Chung Hwa Medical Institution is a medical institution located in Toa Payoh, Singapore. The institution is the headquarters of the Singapore Chinese Physicians Association (SCPA), and houses the Singapore College of Traditional Chinese Medicine, the Chinese Medical and Drugs Research Institute, Chinese Acupuncture Research Institution, and a traditional Chinese medicine clinic.

History
Originally known as the Chung Hwa Free Hospital, the medical institution was established on 28 October 1978 as a branch of the Chung Hwa Free Clinic along Telok Ayer Street. The construction of the medical institution was funded by the donations of the public during a fundraising campaign held in 1972, with contributions coming not only wealthy donors but also common folk, including over 5,700 taxi drivers and 500 trishaw riders. The institution offered free medicine and herbs under a free clinic operating model, requiring only a nominal 50 cent registration fee.
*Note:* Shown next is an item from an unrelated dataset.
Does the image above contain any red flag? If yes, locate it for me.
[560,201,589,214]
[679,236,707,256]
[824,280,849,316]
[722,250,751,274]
On the opening day, the institution saw over 400 patients seeking treatment. In 1979, an acupuncture exhibition took place in the institution. In 1980, the institution began utilising fusion approaches, combining traditional treatments with modern technology, such as the use of X-rays for diagnosis.

The medical institution has been included in the Toa Payoh Heritage Trail by the National Heritage Board.